Microstructure Evolution and Mechanical Properties of Fe-25Ni-15Cr Alloy During Cumulative Cold-Drawing Deformation Process.
Yunfei Zhang, Zhen Zhang, Wei Chen, Zhongjie Tian, Xueliang An, Yang Zhang, Zhongwu Zhang
Abstract
Open AccessIn this study, we fabricated Fe-25Ni-15Cr alloy rods via vacuum induction melting, electroslag remelting, forging, hot rolling, and annealing. We systemically investigated the influence of varying cold-drawing deformation levels (10-60%) on microstructure evolution and mechanical properties, which were characterized by a variety of multi-scale characterization techniques, including optical microscopy, scanning electron microscopy, X-ray diffraction, and transmission electron microscopy.
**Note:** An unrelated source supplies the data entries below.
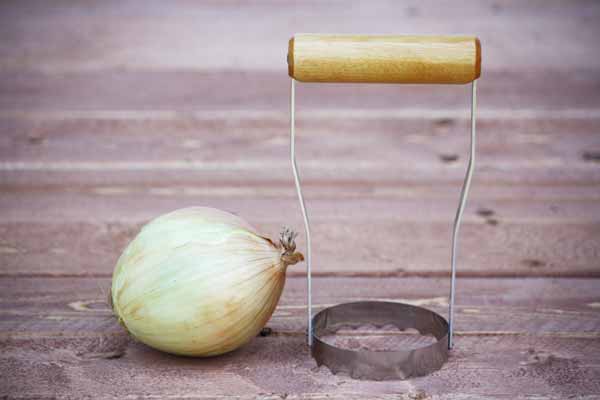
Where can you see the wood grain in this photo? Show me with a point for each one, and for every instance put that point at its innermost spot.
(61, 348)
(384, 59)
(113, 113)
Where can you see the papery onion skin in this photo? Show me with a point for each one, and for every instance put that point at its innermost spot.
(199, 282)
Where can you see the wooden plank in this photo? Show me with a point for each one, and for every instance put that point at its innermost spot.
(437, 145)
(186, 91)
(398, 248)
(62, 339)
(73, 307)
(389, 236)
(183, 35)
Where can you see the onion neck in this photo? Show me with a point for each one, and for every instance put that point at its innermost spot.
(287, 242)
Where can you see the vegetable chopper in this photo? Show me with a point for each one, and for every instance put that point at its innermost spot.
(321, 58)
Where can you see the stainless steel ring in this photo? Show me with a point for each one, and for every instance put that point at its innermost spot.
(380, 365)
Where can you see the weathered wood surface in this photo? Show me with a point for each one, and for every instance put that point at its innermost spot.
(114, 113)
(514, 337)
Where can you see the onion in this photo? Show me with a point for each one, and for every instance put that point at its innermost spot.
(199, 282)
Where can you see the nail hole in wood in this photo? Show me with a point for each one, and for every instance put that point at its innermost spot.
(448, 158)
(591, 156)
(485, 212)
(533, 263)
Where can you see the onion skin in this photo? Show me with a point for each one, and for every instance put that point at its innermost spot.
(199, 282)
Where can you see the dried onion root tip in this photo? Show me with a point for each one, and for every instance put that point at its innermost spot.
(287, 241)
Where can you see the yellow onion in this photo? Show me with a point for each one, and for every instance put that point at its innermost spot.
(199, 281)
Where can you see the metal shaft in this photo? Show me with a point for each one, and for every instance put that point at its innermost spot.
(302, 206)
(459, 212)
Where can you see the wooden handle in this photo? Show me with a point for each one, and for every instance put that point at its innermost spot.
(384, 59)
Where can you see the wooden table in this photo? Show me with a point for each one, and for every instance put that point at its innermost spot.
(113, 113)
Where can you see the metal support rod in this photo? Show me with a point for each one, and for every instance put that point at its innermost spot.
(302, 206)
(459, 212)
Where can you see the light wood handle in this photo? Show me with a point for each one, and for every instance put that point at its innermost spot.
(384, 59)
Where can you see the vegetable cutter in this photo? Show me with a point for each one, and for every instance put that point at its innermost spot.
(383, 59)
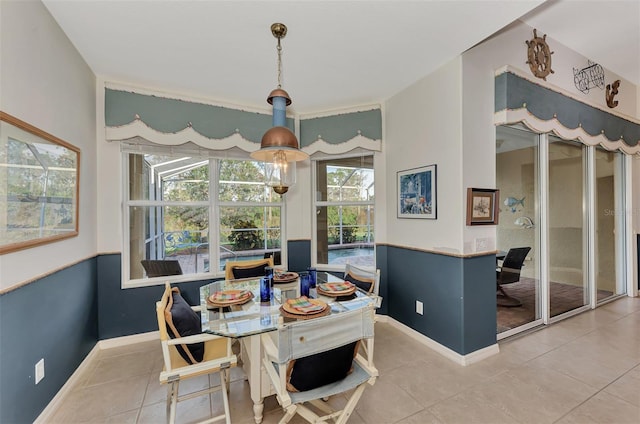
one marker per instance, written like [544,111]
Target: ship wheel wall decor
[539,56]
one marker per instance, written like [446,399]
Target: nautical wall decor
[612,90]
[539,56]
[589,77]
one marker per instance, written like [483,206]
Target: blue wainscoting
[55,318]
[458,296]
[131,311]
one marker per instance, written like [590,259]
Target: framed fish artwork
[482,206]
[417,193]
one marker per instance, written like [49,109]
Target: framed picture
[482,206]
[417,193]
[39,181]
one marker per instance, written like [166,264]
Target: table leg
[252,364]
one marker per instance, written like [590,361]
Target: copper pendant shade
[279,147]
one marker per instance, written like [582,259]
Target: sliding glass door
[568,282]
[517,178]
[565,201]
[609,221]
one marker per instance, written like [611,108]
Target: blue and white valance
[519,99]
[173,122]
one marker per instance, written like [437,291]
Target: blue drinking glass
[305,282]
[265,290]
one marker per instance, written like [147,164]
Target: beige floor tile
[548,375]
[112,368]
[422,417]
[430,382]
[386,403]
[469,407]
[533,394]
[586,364]
[605,409]
[100,401]
[627,387]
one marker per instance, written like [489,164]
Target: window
[198,211]
[344,207]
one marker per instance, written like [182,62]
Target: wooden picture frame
[417,193]
[482,206]
[39,186]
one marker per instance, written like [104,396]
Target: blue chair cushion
[320,369]
[182,321]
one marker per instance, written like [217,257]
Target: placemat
[230,297]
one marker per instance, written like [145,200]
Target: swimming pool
[337,255]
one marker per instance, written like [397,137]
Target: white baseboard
[127,340]
[47,414]
[463,360]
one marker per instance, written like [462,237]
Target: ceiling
[336,53]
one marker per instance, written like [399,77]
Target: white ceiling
[336,53]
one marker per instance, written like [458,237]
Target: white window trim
[213,205]
[316,204]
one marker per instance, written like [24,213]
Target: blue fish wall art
[513,203]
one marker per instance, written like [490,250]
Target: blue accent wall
[336,129]
[458,295]
[513,91]
[62,316]
[123,312]
[55,318]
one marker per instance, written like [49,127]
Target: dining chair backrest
[161,268]
[237,270]
[313,359]
[367,279]
[512,265]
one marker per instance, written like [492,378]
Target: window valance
[519,99]
[172,122]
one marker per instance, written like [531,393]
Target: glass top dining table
[255,317]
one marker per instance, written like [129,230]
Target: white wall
[478,132]
[423,128]
[45,82]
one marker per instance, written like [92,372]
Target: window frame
[213,204]
[321,203]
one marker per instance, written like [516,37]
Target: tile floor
[585,369]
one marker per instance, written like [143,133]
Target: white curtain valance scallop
[543,109]
[174,122]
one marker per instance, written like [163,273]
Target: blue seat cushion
[320,369]
[182,321]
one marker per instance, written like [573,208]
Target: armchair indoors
[237,270]
[309,360]
[509,272]
[188,353]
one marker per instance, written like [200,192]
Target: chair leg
[172,401]
[224,388]
[290,412]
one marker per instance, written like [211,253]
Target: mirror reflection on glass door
[518,294]
[568,283]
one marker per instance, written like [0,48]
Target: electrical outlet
[39,370]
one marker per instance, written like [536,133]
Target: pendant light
[279,148]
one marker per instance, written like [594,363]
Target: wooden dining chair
[189,353]
[308,361]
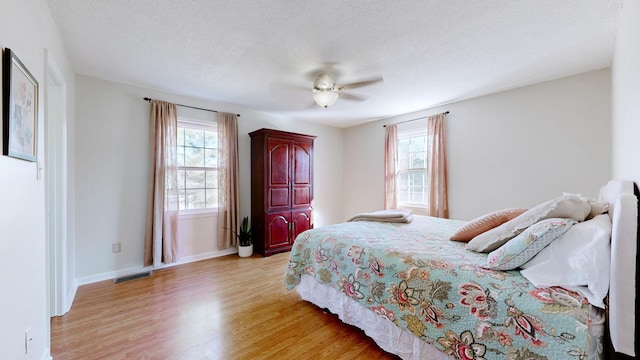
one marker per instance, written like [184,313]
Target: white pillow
[578,260]
[568,206]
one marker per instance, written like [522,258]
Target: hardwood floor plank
[222,308]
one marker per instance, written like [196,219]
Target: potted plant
[245,246]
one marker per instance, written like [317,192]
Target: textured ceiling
[260,54]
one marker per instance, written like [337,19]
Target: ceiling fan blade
[352,97]
[362,83]
[329,68]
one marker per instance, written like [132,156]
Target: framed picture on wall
[19,109]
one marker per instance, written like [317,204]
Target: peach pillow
[484,223]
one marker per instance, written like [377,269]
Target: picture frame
[19,109]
The results show that when the cumulative deformation amount is less than 30%, the hardness, tensile strength, and yield strength increase significantly with the increase in deformation amount, while the elongation continues to decline; when the cumulative deformation amount exceeds 30%, the rates of increase in hardness and strength decrease significantly; and when the deformation amount increases to 50%, dislocation density accumulates preferentially at the grain boundaries and forms a cellular substructure, while the texture orientation gradually stabilizes from random distribution to the <111> direction. This alloy rod exhibits three strengthening mechanisms during cold drawing: grain refinement, second-phase precipitation, and work hardening. A predictive model for tensile strength is derived through theoretical calculations. This work has guiding significance for establishing a cold-drawing process window without intermediate annealing.